I spent a lovely Labor Day with a great friend, and we grabbed lunch at Neomonde to take to the JC Ralston Arboretum. Catching up was excellent and much-needed, and we got to see one of the new pieces of artwork, this brilliant mirror tree:

We were joined by my friend’s two-and-a-half-year-old, who, having grown up on a farm, is possibly more self-sufficient than I am, and eminently more fashionable. My friend says he already knows what death is (impossible to hide on a farm, really), and I look gleefully forward to him traumatizing his playmates with honest answers about the world and where food comes from. The beef for that jerky didn’t just materialize at the grocery store…


Today I’m off to another friend’s housewarming party in a bit, but first let me tell you about two amazing books I finished recently!

My husband had picked up Merlin Dreams by Peter Dickinson years ago on a whim but hadn’t read it. I’m enjoying going through our combined shelves now, reading new-to-me books that I’ve inherited by marriage. I’m used to knowing my shelves very thoroughly, so it’s exciting to stumble upon intriguing tales I didn’t know were in the house.

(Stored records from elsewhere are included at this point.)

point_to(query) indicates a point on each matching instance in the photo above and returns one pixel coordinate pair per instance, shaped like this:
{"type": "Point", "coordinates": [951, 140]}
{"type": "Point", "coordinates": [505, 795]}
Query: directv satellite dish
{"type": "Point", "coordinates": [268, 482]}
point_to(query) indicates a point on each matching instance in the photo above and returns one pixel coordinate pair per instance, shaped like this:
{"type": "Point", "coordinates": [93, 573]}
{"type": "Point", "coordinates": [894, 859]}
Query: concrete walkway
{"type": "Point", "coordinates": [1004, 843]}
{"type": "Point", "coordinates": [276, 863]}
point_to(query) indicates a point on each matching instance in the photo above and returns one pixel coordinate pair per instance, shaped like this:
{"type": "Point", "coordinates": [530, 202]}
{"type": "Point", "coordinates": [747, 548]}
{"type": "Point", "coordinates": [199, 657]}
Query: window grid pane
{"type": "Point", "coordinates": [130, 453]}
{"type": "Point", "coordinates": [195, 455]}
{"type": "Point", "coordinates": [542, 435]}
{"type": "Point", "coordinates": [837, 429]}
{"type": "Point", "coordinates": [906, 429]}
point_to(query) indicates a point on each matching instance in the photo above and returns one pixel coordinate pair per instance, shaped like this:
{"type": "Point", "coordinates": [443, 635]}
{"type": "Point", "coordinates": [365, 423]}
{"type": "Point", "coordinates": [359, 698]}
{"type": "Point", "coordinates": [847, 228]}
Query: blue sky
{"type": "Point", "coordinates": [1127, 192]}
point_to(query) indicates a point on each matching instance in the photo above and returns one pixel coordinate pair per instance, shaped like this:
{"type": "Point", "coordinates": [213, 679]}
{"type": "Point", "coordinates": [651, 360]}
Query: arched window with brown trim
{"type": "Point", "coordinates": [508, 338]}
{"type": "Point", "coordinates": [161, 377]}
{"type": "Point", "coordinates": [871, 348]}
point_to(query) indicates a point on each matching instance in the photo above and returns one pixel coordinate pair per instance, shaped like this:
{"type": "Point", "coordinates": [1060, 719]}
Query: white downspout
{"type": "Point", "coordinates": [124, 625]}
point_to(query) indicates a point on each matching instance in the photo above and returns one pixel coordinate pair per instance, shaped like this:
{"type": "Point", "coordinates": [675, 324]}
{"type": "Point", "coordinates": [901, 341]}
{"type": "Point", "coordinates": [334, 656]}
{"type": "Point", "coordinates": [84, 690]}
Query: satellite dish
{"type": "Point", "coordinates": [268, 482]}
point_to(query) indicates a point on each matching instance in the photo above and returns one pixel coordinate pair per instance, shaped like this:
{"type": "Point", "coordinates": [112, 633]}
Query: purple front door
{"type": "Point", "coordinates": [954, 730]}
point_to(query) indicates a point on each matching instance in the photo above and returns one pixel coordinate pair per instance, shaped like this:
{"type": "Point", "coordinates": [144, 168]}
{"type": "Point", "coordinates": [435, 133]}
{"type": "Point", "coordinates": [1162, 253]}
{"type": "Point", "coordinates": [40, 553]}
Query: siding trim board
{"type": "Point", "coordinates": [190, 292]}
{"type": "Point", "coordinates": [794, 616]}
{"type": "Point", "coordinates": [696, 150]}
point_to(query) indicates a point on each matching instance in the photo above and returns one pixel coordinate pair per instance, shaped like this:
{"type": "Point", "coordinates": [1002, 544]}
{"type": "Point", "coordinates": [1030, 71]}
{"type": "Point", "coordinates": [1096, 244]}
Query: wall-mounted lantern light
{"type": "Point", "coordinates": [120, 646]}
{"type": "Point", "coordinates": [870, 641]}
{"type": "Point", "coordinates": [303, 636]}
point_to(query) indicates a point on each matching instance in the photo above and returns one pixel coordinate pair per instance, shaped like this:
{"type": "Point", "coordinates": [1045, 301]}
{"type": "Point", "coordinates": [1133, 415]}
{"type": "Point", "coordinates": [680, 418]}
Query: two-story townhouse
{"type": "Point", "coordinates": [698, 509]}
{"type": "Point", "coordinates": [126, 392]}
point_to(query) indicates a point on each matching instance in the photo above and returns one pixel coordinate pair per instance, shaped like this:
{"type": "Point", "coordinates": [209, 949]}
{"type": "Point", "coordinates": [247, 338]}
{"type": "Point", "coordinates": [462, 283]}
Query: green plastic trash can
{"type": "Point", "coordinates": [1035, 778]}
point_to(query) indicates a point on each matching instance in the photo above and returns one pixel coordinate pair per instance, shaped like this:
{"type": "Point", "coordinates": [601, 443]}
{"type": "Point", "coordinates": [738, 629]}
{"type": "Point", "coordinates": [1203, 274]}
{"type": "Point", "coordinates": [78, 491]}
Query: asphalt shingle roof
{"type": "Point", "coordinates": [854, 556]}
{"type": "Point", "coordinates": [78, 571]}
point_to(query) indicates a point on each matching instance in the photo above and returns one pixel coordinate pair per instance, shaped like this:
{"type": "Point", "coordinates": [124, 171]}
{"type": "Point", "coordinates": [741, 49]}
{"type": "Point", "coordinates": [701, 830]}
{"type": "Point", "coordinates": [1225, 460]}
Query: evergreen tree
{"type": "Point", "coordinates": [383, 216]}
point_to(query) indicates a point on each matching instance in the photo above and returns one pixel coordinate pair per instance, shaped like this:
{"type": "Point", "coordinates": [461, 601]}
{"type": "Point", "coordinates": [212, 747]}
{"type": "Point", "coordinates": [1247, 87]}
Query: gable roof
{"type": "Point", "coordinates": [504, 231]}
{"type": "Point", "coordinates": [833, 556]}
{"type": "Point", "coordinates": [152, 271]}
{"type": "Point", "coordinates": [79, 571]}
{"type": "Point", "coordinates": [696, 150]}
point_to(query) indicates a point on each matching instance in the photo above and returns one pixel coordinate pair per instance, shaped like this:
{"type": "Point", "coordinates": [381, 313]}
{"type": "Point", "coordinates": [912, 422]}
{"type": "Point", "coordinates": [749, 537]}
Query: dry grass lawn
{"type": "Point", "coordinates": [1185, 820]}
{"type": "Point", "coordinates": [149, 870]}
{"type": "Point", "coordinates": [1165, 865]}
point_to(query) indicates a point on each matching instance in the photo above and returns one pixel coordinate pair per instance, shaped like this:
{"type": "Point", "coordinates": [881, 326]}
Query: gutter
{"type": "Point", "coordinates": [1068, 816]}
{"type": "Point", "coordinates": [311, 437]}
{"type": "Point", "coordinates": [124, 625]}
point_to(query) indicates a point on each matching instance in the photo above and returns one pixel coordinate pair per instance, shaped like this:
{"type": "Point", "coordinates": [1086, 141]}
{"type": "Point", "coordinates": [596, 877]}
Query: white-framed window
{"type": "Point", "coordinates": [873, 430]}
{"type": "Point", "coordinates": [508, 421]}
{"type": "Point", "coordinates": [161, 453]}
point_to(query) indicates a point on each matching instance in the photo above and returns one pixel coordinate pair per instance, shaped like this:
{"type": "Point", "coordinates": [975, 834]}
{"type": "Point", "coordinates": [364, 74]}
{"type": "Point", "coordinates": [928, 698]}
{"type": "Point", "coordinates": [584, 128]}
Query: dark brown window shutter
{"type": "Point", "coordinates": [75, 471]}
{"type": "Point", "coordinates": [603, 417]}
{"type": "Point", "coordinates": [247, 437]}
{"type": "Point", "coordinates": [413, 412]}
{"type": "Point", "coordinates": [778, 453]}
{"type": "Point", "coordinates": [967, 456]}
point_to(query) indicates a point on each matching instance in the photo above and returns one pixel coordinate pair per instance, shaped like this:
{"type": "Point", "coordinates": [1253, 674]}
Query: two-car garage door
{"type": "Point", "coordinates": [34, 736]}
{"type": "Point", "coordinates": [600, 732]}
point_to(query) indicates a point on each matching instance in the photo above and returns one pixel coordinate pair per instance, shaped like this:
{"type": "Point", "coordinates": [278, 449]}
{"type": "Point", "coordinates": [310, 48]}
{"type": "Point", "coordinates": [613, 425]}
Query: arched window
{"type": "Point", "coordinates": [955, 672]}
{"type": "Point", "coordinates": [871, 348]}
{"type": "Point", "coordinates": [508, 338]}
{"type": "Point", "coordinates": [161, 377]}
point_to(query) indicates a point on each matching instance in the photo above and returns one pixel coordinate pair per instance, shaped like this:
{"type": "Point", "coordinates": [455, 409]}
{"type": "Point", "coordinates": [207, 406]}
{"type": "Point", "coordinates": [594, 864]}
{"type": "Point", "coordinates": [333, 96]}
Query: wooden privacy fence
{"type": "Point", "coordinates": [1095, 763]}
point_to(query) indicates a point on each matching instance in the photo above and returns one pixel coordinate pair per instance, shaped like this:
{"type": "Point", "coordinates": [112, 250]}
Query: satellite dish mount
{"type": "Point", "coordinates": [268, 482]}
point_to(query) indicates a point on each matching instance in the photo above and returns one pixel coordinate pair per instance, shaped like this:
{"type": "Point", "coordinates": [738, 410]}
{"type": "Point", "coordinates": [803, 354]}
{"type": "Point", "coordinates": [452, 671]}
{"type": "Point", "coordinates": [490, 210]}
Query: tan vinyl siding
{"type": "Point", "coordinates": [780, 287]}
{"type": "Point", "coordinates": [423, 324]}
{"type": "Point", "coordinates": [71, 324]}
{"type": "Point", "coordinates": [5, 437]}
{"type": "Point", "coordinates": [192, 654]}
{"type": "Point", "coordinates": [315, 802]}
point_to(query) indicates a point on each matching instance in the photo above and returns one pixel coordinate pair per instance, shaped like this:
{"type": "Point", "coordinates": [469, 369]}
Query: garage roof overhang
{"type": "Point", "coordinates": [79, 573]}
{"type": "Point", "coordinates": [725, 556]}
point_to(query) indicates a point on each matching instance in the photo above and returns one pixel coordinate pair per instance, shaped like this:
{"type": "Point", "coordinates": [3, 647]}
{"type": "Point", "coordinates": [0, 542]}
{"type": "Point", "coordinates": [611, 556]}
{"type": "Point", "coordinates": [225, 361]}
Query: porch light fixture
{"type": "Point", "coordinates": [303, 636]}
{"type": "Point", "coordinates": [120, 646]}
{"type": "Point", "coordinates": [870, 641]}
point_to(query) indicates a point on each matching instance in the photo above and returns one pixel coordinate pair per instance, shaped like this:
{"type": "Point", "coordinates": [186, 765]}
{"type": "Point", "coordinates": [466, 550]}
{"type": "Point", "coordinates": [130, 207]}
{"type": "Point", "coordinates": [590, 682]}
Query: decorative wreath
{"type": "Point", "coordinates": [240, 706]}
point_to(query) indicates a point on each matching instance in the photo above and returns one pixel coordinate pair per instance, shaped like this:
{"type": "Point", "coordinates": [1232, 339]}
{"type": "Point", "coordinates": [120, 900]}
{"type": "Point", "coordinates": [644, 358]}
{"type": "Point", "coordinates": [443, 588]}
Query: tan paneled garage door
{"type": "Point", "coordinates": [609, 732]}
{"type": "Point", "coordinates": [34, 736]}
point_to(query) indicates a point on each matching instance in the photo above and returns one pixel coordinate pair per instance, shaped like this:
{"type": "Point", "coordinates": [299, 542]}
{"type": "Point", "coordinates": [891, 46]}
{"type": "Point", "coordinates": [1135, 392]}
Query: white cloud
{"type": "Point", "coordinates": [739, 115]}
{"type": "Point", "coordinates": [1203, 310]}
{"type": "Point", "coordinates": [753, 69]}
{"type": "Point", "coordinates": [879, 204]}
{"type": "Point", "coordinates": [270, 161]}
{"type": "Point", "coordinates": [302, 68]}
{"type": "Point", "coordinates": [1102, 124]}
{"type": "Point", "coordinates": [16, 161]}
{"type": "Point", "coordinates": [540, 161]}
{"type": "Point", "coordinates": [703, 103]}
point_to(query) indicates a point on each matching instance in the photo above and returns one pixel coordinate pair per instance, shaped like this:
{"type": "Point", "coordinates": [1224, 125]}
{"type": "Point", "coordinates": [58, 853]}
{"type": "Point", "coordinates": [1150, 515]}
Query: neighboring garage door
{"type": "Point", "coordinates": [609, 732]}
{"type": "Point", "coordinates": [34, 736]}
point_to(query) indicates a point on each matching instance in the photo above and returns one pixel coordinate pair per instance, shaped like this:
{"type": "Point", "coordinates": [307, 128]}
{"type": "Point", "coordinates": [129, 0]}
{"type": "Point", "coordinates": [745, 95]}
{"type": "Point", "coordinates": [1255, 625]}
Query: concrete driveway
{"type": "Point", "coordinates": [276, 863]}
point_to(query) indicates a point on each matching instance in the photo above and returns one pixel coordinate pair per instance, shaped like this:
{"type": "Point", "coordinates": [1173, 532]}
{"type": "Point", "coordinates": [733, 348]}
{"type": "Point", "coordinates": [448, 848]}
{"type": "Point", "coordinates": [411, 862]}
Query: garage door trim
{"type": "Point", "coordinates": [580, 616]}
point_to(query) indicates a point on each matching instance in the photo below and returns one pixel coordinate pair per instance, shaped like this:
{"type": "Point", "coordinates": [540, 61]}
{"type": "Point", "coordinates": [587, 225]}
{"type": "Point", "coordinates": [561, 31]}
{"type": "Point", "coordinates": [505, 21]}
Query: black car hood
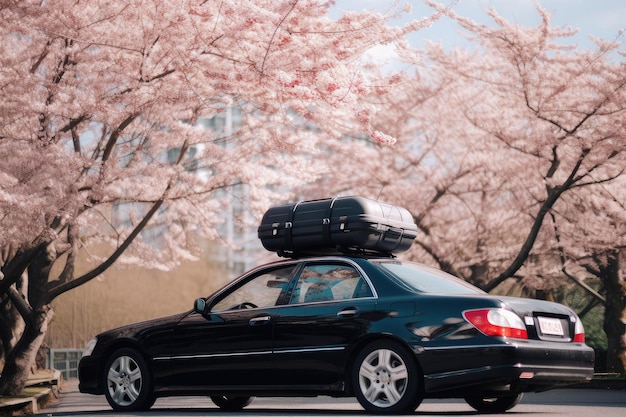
{"type": "Point", "coordinates": [135, 330]}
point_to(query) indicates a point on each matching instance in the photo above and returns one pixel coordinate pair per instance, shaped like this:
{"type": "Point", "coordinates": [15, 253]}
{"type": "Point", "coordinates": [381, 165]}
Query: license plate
{"type": "Point", "coordinates": [550, 326]}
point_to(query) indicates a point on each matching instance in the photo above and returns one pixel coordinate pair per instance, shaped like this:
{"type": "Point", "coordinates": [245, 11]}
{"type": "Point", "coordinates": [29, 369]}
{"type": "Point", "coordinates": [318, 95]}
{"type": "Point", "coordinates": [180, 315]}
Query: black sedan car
{"type": "Point", "coordinates": [387, 332]}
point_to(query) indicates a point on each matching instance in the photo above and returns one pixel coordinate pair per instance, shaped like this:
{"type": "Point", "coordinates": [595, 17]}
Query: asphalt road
{"type": "Point", "coordinates": [575, 402]}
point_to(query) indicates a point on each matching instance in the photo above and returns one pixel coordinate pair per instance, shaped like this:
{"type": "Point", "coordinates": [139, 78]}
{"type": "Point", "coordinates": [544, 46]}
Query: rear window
{"type": "Point", "coordinates": [424, 279]}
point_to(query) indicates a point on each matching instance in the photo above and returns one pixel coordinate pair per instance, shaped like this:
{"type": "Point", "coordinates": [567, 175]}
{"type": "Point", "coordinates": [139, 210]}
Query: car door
{"type": "Point", "coordinates": [231, 343]}
{"type": "Point", "coordinates": [330, 306]}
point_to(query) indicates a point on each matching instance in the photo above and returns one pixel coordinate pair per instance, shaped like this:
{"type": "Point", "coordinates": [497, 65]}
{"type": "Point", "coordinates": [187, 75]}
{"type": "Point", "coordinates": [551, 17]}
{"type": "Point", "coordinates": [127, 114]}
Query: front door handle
{"type": "Point", "coordinates": [259, 321]}
{"type": "Point", "coordinates": [349, 312]}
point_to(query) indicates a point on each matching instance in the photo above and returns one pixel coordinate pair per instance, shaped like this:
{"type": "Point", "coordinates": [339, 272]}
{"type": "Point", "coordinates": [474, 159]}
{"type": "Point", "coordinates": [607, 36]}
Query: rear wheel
{"type": "Point", "coordinates": [493, 404]}
{"type": "Point", "coordinates": [128, 386]}
{"type": "Point", "coordinates": [230, 403]}
{"type": "Point", "coordinates": [386, 379]}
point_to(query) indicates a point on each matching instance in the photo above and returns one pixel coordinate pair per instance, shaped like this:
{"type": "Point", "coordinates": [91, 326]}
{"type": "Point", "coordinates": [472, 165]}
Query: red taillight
{"type": "Point", "coordinates": [497, 322]}
{"type": "Point", "coordinates": [579, 332]}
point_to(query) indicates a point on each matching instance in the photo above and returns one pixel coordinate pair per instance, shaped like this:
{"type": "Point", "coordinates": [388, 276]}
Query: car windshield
{"type": "Point", "coordinates": [428, 280]}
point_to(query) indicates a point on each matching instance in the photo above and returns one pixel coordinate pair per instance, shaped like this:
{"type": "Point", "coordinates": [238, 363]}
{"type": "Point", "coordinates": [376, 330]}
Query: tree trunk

What a gem I stumbled upon here! This book is lovely, both visually and in terms of the storytelling. The artwork is done by the incomparable Alan Lee of Lord of the Rings fame, and they’re beautiful.

The stories are even more so. This book is labeled YA for some reason (perhaps because it’s illustrated), but the depth of the stories is impressive, and I think adults might appreciate their subtlety even more. Not a dud amongst the collection, all of which are loosely bound together by the theme of Merlin’s dreams. Arthurian fans will be in heaven, but you could read and fall in love with this book even if you’d never heard of King Arthur.

I love the author Robin McKinley, and Peter Dickinson was her husband. He passed away last year, and I can’t help but think how sad it would be to love and lose the creator of such beautifully spun tales.

I finished Under Heaven by Guy Gavriel Kay last week too. “Exquisite” is frequently the word that comes to mind when attempting to describe Kay’s works. Unsurprisingly, I loved this book, as I’ve loved everything by Kay that I’ve read (I still haven’t read two or three of his works). His research is meticulous, his command of language positively poetic, and his characters utterly fascinating. The setting is utterly different from other Kay books: the equivalent of 8th century China during the Tang dynasty.

Linhtalintinh’s review of the book already does an exceptional job of tracing the connections between events/individuals and their historical counterparts, so I won’t attempt that here–but do read her insightful comments.

I will say, though: Under Heaven is more flawed than most of Kay’s works, which surprised me. Character development is Kay’s strong suit–so strong, in fact, that if anyone else had written this story, I still would’ve been fairly impressed–but he set his own bar too high with previous works. The characters here do not breathe realism in quite the same way, nor are their choices ultimately consistent with the personalities we’ve come to expect from them. Pacing was downright sluggish at times, which I also don’t associate with Kay. And there was a certain authorial self-awareness bordering on pretentiousness in the language that rubbed me the wrong way.

It’s still gorgeous. Go read the book.